This weekend, Universal's Identity Thief blew onto the scene with a surprisingly strong opening, while Steven Soderbergh's supposed last directorial effort debuted mildly in third. Returning films held on reasonably well, especially those of the Oscar variety.
Exploding into first place was Identity Thief, starring Jason Bateman and Melissa McCarthy, with an estimated $36.6M from 3,141 theaters, for a potent per-screen average of $11,650. Despite the controversial review of formerly influential critic Rex Reed, audiences dug the film, which outgunned the opening weekends of Bateman's Horrible Bosses ($28.3M) and McCarthy's Bridesmaids ($26.2), both from the summer of 2011. Instead Identity Thief opened in line with last year's spring hit 21 Jump Street which debuted with $36.3M on its way to $138.7M. If last year was the year of Tatum, could this year be the year of McCarthy, who has The Heat co-starring Sandra Bullock on tap for later this summer.
Second place belonged to the warm and fuzzy zombies of Warm Bodies. Dipping a reasonable 43% from its debut weekend, the Summit release ate up an estimated $11.5M bringing its cume to $35.5M.
Third place belonged to Side Effects directed by Oscar winner Steven Soderbergh, who claims this will be his last film. The thriller, which stars last year's "It Boy" Tatum, couldn't live up to the pair's last collaboration Magic Mike ($39.1M from last summer) and opened mildly with $10M, according to estimates, from 2,605 theaters for a per-screen average of only $3,845. I have a hard time imagining Soderbergh will be happy to go out on a note like this, so I'm betting he'll be back in the next couple of years.

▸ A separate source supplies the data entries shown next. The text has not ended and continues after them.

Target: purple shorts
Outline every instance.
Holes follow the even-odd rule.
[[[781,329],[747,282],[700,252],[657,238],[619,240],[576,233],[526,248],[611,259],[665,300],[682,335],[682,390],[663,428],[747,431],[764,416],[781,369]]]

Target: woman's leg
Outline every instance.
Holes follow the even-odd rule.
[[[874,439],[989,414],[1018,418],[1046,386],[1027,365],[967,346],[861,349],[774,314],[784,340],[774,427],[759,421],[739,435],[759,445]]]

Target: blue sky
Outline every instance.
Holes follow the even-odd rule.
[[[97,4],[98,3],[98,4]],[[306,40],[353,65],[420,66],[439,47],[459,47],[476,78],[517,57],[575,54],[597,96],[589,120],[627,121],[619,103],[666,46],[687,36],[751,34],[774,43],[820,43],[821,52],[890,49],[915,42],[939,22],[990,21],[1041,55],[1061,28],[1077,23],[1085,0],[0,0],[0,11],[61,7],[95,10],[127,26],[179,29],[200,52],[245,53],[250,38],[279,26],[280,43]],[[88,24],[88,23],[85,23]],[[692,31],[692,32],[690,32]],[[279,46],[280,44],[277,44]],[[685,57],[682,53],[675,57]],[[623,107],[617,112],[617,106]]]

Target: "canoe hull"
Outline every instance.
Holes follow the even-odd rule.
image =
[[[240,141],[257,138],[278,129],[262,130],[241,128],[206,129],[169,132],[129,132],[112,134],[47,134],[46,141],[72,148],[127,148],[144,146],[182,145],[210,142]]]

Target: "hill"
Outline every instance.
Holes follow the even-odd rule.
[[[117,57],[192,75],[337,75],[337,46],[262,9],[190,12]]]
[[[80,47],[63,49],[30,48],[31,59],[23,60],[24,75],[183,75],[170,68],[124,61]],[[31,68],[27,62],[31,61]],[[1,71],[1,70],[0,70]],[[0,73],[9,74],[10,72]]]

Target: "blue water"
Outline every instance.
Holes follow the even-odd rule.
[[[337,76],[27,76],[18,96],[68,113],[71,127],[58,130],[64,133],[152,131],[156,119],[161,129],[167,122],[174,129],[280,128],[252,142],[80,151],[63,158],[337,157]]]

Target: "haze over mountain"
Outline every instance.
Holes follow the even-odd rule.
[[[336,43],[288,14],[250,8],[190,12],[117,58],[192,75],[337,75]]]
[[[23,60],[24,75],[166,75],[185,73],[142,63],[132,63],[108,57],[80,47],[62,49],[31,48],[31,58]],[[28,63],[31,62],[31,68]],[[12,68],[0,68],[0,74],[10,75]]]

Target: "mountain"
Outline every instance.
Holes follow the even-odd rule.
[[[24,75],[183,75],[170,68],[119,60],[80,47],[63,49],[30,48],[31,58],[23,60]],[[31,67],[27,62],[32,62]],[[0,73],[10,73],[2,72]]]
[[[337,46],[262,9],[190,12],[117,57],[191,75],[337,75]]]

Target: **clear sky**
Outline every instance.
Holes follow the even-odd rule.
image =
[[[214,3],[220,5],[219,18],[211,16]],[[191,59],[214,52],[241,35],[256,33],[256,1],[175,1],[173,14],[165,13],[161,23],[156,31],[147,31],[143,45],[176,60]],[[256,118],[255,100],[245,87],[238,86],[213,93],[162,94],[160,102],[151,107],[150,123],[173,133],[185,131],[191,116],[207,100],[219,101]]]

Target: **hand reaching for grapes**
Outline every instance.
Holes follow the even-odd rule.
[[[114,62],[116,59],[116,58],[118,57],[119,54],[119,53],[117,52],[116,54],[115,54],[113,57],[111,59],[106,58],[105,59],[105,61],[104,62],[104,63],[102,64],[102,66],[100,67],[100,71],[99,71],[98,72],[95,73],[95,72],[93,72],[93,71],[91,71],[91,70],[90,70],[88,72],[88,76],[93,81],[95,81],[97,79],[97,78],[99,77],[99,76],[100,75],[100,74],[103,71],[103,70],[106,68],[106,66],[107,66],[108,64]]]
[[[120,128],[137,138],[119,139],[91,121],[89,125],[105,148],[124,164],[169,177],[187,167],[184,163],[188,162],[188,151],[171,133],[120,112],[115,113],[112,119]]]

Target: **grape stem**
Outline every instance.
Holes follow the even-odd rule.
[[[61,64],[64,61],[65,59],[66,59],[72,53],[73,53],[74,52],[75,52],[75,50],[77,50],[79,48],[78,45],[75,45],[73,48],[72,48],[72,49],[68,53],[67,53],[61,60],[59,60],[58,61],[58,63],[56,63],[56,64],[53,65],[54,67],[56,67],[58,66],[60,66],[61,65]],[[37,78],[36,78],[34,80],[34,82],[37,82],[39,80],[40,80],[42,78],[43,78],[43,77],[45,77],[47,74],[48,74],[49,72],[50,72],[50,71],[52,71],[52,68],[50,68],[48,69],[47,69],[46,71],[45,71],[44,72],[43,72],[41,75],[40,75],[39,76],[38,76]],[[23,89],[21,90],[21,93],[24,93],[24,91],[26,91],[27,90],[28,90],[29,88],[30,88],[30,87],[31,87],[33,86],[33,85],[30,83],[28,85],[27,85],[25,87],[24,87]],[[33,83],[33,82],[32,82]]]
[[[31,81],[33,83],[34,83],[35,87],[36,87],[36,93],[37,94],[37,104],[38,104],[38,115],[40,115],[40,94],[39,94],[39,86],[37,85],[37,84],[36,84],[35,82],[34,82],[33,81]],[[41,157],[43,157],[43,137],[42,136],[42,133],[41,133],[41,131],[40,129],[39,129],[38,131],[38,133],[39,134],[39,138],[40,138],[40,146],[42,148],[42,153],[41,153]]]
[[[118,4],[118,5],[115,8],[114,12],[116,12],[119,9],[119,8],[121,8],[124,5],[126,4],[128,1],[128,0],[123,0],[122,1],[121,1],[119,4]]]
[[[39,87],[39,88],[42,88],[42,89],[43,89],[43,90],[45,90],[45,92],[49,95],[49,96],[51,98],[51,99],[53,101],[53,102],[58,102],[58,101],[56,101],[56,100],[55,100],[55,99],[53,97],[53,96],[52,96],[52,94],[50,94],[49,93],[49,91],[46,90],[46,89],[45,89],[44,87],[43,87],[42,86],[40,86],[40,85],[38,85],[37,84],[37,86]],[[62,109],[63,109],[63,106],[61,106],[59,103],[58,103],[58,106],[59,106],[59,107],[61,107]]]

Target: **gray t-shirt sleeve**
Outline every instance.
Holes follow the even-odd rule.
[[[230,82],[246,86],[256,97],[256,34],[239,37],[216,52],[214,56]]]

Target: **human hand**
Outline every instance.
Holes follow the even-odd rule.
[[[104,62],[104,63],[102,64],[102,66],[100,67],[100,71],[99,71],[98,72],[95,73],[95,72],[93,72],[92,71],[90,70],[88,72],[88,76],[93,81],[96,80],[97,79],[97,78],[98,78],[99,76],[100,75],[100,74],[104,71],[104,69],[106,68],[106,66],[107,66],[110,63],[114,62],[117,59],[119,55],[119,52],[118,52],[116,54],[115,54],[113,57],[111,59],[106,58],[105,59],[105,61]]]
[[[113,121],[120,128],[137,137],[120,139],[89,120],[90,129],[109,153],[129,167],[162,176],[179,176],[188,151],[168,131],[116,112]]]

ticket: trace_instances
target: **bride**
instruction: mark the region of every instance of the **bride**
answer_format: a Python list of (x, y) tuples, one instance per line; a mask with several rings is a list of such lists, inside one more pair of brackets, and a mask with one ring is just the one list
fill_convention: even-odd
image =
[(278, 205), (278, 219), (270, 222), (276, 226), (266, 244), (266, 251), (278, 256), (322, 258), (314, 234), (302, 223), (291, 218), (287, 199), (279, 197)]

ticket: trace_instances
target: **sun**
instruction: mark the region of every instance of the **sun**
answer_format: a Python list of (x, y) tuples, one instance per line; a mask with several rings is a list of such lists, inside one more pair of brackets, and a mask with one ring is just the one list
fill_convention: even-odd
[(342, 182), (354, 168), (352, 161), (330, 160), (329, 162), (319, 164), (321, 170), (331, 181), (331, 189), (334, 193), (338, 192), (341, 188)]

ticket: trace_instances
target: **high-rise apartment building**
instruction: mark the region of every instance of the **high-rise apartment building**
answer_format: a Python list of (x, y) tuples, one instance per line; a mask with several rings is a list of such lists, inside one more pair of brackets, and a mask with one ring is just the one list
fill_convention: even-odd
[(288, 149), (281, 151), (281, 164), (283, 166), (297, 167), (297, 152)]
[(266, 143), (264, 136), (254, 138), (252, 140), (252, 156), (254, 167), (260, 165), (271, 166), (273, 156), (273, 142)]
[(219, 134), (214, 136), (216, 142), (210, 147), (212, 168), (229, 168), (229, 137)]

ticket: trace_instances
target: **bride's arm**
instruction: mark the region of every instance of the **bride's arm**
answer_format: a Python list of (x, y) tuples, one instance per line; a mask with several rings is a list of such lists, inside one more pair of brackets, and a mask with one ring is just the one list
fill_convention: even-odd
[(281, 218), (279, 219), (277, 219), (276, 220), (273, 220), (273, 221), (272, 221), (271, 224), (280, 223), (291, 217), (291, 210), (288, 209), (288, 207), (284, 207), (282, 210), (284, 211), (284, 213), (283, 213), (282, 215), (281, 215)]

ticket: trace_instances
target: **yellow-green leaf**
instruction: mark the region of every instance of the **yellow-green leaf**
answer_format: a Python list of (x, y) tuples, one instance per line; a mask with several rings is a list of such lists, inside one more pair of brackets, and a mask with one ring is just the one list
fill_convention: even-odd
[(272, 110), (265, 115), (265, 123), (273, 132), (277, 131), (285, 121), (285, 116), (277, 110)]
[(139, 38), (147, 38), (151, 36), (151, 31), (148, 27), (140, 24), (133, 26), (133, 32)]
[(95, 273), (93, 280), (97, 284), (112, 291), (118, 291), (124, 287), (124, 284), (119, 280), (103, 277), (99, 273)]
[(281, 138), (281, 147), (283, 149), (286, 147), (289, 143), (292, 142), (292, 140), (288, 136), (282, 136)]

The rest of the top 10 had a familiar look to it as Oscar films continued their push to Super Sunday on the 24th of this month. Leading the pack in its 13th weekend was Silver Linings Playbook, which fell a slim 11% to $6.9M this weekend, according to estimates, bringing its total to $89M. Fifth place belonged to the fairy tale darlings Hansel and Gretel: Witch Hunters which dropped 39% from last weekend to an estimated $5.8M, bringing its cume to $43M.
Sixth place belonged to the horror-thriller Mama which slipped 34% to an estimated $4.3M and a current total of $63.7M, impressive for a horror film. Jennifer Lawrence's biggest rival for the Best Actress Oscar landed in seventh place as Jessica Chastain and Zero Dark Thirty slid 23% from last weekend to $4M, according to estimates, bringing the war thriller to $83M.
On an amazing award winning streak, Ben Affleck's Argo added 470 theaters this weekend and jumped back into the top 10 in its 18th weekend, adding an additional $2.5M, according to estimates, bringing its total to $123.2M. Fellow Best Picture nominee Django Unchained took in an estimated $2.3M this weekend, bringing Quentin Tarantino's highest grossing film to $154.2M. And rounding out the top 10 was the Sylvester Stallone flop Bullet to the Head which dropped 56% from its dull opening to an estimated $2M, bringing its miserable total to $7.9M. One other film of note, the 3D IMAX re-release of Tom Cruise's classic Top Gun debuted just outside the top 10 with $1.9M from 300 screens for a per screen average of $6,333, second best in the top 20.
The top ten films grossed $85.8M which was down 49% from last year when The Vow and Safe House both debuted north of $40M; and down 33% from 2011 when the triumvirate of Just Go With It, Justin Bieber: Never Say Never and Gnomeo & Juliet all opened between $25M and $30M.